Relaunching neitola.dev: the old site read like a first draft

Three days, three things shipped. On 30 June I open-sourced Riffle, a small SwiftUI package, with the source on GitHub. On 1 July I relaunched Toolia after tearing the 2024 version down to the studs. Today, 2 July, it is this site’s turn.

I did not plan a streak. All three had been sitting at ninety percent for months, and finishing one made the next one itch. Riffle and Toolia both needed a home to link to, and that home was a site I had quietly been embarrassed by for about a year. It was the last of the three, and the most overdue.

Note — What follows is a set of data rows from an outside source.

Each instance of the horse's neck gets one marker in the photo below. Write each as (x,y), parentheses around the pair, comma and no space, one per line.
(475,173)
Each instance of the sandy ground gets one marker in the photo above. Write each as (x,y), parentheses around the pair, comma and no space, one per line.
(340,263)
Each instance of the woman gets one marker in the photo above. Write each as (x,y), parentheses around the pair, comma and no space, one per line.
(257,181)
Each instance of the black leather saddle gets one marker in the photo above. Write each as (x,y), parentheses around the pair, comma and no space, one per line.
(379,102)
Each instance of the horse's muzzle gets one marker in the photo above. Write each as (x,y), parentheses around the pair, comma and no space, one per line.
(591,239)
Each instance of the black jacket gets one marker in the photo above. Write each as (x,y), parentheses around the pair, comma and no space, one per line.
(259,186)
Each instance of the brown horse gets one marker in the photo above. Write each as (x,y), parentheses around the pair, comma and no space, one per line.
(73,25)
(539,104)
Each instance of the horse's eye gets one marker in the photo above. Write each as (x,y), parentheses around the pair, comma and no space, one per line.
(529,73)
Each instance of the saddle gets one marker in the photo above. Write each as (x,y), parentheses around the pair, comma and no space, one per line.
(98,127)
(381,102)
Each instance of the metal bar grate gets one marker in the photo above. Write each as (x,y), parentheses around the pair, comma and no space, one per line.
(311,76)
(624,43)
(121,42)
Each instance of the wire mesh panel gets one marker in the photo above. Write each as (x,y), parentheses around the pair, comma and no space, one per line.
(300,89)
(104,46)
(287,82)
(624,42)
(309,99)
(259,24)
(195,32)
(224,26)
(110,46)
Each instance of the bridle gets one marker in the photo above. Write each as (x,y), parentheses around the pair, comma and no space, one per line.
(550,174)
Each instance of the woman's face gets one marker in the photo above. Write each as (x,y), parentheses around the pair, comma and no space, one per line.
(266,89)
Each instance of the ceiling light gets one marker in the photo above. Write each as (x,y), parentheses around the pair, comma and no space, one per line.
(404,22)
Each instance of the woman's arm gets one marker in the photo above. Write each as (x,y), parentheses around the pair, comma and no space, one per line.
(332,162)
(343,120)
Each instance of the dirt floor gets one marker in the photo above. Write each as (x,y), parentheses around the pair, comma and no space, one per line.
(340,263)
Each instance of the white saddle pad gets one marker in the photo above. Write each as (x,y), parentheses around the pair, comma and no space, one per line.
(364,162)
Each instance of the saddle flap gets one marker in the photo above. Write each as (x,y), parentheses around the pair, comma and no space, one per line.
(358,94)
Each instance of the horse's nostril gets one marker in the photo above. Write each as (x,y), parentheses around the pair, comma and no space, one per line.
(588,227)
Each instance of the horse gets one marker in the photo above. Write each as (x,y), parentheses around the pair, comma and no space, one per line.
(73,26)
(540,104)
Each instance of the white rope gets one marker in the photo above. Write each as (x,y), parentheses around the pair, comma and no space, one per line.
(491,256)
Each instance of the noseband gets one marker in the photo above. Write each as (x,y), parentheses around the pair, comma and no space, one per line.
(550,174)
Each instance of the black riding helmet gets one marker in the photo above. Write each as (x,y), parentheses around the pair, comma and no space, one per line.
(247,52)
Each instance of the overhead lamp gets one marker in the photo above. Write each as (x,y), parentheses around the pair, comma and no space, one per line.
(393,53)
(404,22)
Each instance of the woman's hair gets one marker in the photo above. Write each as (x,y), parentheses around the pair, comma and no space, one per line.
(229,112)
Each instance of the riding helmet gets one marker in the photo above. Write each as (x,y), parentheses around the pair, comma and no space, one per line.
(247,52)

There is a plainer reason for the timing too: I am open to work in 2026. That changes what a personal site is for. It stops being a hobby blog with my name on it and becomes the first thing a hiring manager or a potential client sees, and it has to answer one question fast: who is this, and can they do the thing.

The old site read like a first draft

I launched the first neitola.dev on 26 July 2024, already built with Astro. The opening line of the launch post was “That’s one big leap for me, a tiny step for mankind,” a Neil Armstrong joke with the words swapped, and it signed off with a single “Cheers!” It was a page with a blog attached, half-apologizing for existing. It did its job. It also never showed any work.

I have used that exact phrase, “it always felt like a first draft,” about Toolia. It fits here too. A first draft is where you find out what the thing was supposed to be. The 2024 site told me what the real one needed to do.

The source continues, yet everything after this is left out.